OP - your situation stinks in that you are out more money than you would have been if you'd bought the DX new and I'm sure you are pretty jaded by the experience.  However, I agree with the previous posters in terms of your feelings toward Amazon. All things considered, they actually did you a kindness in letting you purchase at a discount after being notified of your situation.


----------



## Someone Nameless (Jul 12, 2009)

I agree with Ann.  And it's not like it's not a usable device now.

That's why it even scares me somewhat about buying used Kindles on here from people that hardly post.  They could be totally legitimate but what better place for a scammer to sell a Kindle than to a bunch of Kindle lovers.

Be careful and use your best judgement.  When it sounds like a deal too good to be true, it probably is.


----------



## extendedping (May 5, 2010)

sixnsolid said:


> OP - your situation stinks in that you are out more money than you would have been if you'd bought the DX new and I'm sure you are pretty jaded by the experience.
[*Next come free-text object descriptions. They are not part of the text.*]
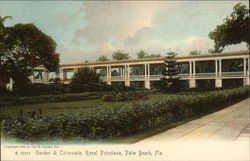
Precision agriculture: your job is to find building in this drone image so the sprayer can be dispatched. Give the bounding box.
[28,51,250,89]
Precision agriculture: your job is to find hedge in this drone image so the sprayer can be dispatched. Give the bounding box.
[0,92,103,107]
[1,87,250,141]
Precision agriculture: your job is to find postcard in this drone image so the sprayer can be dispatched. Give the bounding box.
[0,0,250,161]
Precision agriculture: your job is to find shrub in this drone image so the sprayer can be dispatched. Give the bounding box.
[103,90,149,102]
[1,87,250,140]
[0,92,103,107]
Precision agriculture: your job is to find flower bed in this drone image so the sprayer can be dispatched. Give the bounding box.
[1,87,250,140]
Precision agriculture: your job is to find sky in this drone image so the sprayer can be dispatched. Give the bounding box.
[0,1,249,63]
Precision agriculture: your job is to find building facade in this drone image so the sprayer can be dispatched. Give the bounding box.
[30,51,250,89]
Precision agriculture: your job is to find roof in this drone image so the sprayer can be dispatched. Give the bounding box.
[60,51,249,66]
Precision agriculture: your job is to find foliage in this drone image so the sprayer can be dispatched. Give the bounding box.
[96,55,109,62]
[1,87,250,141]
[103,90,149,102]
[208,3,250,52]
[112,50,130,60]
[136,50,161,59]
[160,52,181,93]
[0,91,102,107]
[189,50,201,55]
[0,16,12,89]
[1,21,59,93]
[70,68,101,92]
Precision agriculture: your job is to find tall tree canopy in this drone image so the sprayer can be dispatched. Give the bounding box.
[136,50,161,59]
[189,50,201,55]
[96,55,109,62]
[0,20,59,92]
[160,52,181,93]
[112,50,130,60]
[208,3,250,53]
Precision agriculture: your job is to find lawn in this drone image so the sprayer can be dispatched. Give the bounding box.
[0,93,201,118]
[0,87,250,143]
[0,99,124,117]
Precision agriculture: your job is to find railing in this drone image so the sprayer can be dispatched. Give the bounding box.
[30,71,245,83]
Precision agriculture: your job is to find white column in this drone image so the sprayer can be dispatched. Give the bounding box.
[128,65,130,79]
[189,79,196,88]
[247,56,250,76]
[215,79,222,88]
[148,64,150,79]
[44,69,49,82]
[145,79,150,89]
[193,61,195,77]
[7,78,14,91]
[189,61,192,77]
[74,68,78,73]
[144,64,147,79]
[59,69,64,81]
[215,60,218,76]
[219,59,221,76]
[106,66,111,85]
[125,65,130,87]
[243,58,247,76]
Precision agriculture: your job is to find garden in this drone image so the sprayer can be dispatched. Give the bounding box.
[0,87,250,141]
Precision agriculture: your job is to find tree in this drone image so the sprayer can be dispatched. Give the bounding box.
[112,50,130,60]
[189,50,201,55]
[161,52,181,93]
[70,68,100,92]
[136,50,148,59]
[136,50,161,59]
[208,3,250,53]
[1,24,59,93]
[0,16,12,90]
[96,55,109,62]
[148,54,161,58]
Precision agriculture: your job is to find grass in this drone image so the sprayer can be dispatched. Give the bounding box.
[0,88,249,143]
[0,92,213,118]
[0,99,124,117]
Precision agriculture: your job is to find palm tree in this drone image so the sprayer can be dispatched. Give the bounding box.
[0,16,13,30]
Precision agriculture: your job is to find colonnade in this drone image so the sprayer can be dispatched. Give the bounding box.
[32,55,250,89]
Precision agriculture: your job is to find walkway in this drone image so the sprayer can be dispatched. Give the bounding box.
[135,99,250,161]
[138,99,250,143]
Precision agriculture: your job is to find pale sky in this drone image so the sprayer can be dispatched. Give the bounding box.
[0,1,249,63]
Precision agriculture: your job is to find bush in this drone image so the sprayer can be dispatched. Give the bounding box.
[0,92,103,107]
[103,90,149,102]
[1,87,250,140]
However, I agree with the previous posters in terms of your feelings toward Amazon. All things considered, they actually did you a kindness in letting you purchase at a discount after being notified of your situation.
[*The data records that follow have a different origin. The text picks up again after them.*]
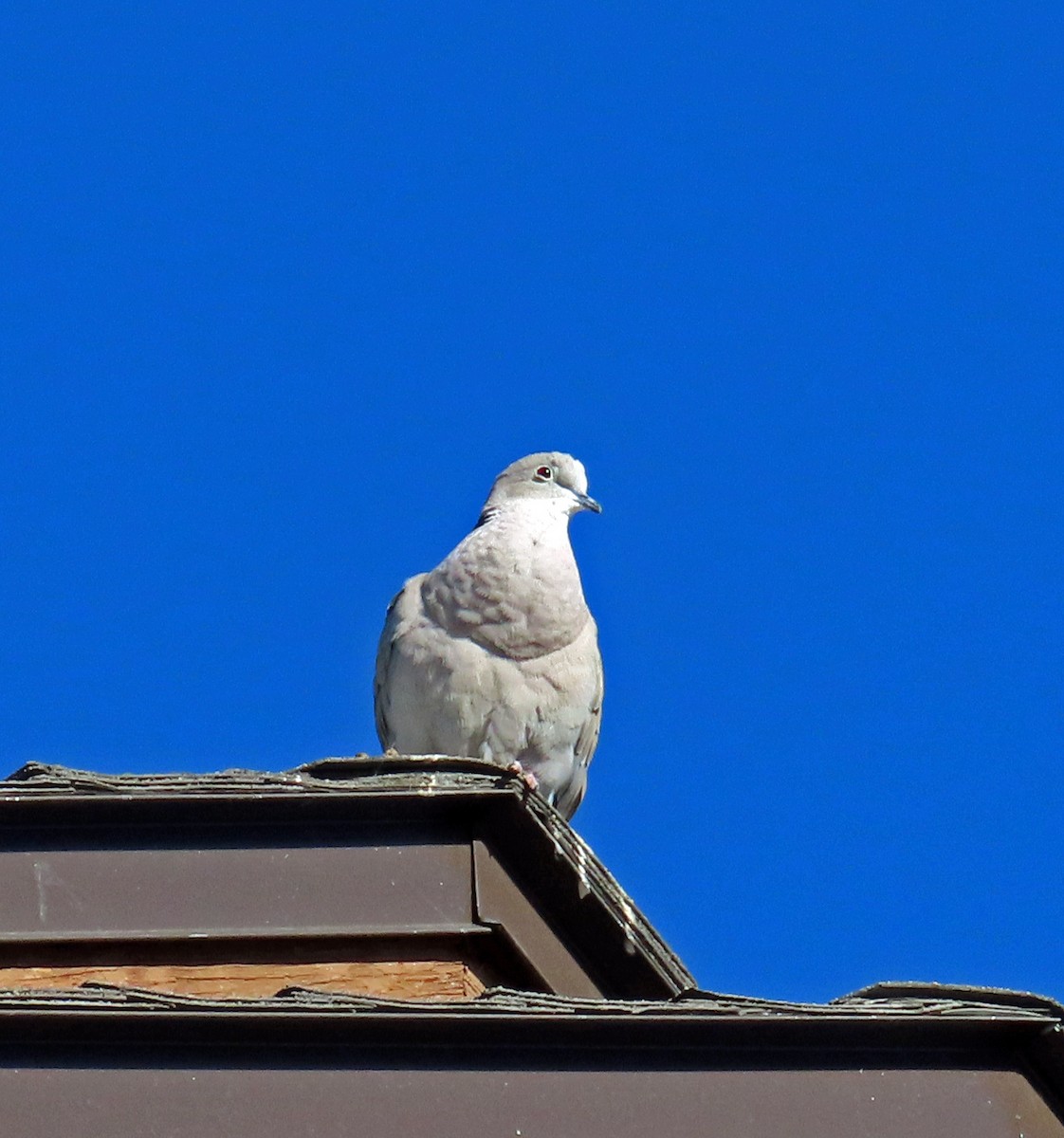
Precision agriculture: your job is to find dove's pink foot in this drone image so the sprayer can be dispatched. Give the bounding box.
[506,761,540,790]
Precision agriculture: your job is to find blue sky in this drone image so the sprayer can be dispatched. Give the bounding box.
[0,0,1064,1000]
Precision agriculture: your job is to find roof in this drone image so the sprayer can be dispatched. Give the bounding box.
[0,755,694,998]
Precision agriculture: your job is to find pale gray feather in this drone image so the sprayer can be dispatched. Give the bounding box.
[374,451,603,817]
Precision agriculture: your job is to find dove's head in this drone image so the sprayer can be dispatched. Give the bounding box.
[484,450,602,518]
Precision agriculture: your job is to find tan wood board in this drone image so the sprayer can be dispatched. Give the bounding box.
[0,961,484,1000]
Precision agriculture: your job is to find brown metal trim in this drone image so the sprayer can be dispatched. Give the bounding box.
[0,1065,1051,1138]
[472,841,604,1000]
[0,757,694,1000]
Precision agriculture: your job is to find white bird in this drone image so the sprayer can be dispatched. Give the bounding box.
[374,450,603,818]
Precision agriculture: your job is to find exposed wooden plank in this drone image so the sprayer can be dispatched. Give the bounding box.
[0,961,485,1000]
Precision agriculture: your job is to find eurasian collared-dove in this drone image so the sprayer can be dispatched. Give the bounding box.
[374,450,602,818]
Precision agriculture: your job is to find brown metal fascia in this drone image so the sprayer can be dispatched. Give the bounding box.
[472,841,604,1000]
[479,795,695,1000]
[0,992,1064,1065]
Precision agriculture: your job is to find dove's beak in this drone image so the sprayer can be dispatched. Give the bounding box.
[576,494,602,513]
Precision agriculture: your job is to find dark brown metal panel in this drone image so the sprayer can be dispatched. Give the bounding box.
[0,1069,1064,1138]
[0,843,473,941]
[472,841,603,1000]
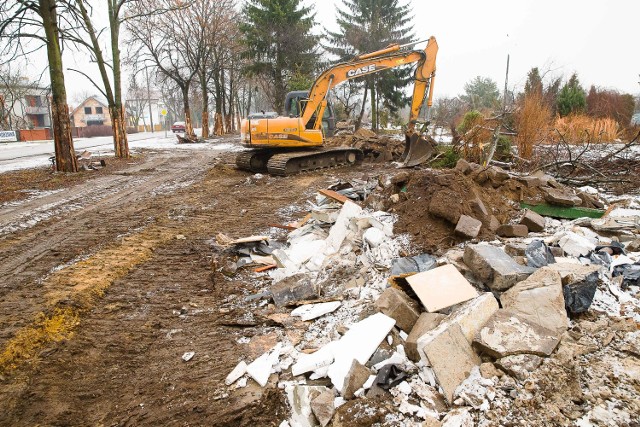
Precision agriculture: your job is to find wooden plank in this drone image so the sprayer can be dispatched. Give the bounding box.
[318,189,357,204]
[253,264,277,273]
[520,203,605,219]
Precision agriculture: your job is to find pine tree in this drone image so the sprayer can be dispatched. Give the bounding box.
[325,0,413,130]
[558,73,587,117]
[240,0,319,113]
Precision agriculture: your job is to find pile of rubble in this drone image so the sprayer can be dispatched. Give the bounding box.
[215,165,640,427]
a giant corporation tells me they don't know if their device was lost in transit or "taken off someones doorstep" indicating they don't even require signing for the device, it remains active for 9 hours (or longer) registered to me and I am suppose to do cartwheels cause they give me a $50 credit on a used device? ok so I will never buy off craigslist again, I'm a sucker, I deserved it etc. amazon did let it slip that stolen kindles being sold then turned off is "not unheard of" for them. why don't they 
a) track their items from end to end and ensure someone sign for them
b) tie in registration to ownership 
c) do a little bit of investigation (such as perhaps calling me or sending an email) before bricking the device. they first told me I would have to send it back as I was in possession of a stolen device. then they said no they did not want it don't send it...are they just making this up as they go along?
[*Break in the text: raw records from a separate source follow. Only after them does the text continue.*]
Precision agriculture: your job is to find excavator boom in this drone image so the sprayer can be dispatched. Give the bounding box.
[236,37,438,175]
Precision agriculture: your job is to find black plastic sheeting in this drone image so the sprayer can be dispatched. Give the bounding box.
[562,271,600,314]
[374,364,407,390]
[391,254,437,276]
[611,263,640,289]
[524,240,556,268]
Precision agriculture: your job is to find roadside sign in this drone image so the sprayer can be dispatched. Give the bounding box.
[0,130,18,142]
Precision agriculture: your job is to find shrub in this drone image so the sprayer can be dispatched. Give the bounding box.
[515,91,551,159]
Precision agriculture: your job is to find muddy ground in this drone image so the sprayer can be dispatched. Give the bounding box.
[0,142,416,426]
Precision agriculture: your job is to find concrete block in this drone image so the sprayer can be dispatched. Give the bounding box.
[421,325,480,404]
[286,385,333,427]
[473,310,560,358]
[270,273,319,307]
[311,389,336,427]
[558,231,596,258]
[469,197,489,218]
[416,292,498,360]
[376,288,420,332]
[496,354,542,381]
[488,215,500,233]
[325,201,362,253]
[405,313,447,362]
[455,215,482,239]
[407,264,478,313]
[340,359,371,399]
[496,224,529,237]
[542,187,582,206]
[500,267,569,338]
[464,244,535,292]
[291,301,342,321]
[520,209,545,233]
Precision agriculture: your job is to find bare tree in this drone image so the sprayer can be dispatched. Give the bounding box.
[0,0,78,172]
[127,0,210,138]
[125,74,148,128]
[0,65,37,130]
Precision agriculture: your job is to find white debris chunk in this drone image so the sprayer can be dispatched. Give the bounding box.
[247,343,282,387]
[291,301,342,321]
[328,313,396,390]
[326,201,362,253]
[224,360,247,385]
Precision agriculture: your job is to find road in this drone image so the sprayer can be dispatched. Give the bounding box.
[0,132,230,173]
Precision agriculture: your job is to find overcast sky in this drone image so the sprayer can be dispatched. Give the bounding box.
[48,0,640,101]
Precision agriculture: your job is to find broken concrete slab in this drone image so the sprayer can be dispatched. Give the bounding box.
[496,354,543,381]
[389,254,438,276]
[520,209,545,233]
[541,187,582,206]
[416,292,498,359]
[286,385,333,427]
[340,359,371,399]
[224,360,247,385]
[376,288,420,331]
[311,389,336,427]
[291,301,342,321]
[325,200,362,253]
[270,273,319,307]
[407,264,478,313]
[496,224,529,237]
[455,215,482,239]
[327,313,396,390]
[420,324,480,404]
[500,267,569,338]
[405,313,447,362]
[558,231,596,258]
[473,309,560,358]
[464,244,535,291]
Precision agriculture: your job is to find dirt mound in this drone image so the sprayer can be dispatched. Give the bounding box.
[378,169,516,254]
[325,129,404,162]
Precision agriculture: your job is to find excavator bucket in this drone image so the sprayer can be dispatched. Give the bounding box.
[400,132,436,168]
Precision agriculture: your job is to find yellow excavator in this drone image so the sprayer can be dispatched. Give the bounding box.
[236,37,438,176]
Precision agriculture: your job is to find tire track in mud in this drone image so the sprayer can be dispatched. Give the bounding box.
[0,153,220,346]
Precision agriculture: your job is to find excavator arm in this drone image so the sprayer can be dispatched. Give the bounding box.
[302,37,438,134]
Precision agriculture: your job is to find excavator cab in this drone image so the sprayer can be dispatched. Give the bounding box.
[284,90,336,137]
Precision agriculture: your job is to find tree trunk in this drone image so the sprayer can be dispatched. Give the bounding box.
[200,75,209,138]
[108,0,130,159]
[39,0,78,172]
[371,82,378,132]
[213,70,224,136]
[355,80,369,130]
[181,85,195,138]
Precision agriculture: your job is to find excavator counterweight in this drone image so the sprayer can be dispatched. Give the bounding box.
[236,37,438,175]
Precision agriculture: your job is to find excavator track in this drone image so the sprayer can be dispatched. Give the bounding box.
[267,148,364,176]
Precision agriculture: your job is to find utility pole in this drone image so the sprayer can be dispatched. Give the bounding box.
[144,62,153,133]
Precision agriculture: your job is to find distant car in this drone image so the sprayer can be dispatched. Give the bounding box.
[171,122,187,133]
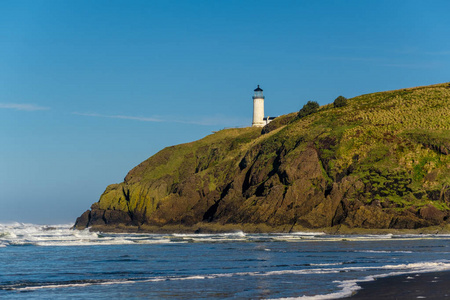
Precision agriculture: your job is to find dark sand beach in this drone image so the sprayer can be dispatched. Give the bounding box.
[347,272,450,300]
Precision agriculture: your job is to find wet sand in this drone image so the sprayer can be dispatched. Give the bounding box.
[345,272,450,300]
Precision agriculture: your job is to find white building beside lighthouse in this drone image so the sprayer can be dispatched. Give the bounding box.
[252,84,275,127]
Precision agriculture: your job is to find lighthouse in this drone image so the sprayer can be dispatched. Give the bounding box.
[252,85,266,127]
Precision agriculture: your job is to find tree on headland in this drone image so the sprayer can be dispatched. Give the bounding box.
[298,101,319,118]
[333,96,348,107]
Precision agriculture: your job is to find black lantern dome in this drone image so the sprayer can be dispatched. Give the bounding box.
[253,84,264,99]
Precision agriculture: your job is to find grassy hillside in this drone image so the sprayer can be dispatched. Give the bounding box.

finally for anyone who thinks they did me a massive solid for $50 off on a used device...the only reason I even went forward with the second dx is because after buying the lost/stolen one I purchased several technical linux and cisco books from their website that I would not have been able to read on the kindle 2 (increasing the font does nothing for the code or what are referred to as figures in technical books which would be totally unreadable on the smaller kindle). did they agree to refund those books to me? that I only bought due to the kindle 2 not displaying then properly? so I would have 60 bucks more of essentially unusable books sitting around in digital form since they would not render readably on the smaller kindle. so no, I don't consider this a solid, but I guess I should not post my displeasure on a kindle forum about how amazon handled this. reading between the lines, amazon has no idea where the device went missing and it was gone a good time before it was sold to me.


----------



## GhiiZhar (May 23, 2010)

extendedping said:


> ...a giant corporation tells me they don't know if their device was lost in transit or "taken off someones doorstep" indicating they don't even require signing for the device....


Um, when you buy something from Amazon, you choose the shipping method, some methods do not require signatures.

In regards to a), b), c) if they took those actions for everything above $x, it would significantly increase their cost of doing business.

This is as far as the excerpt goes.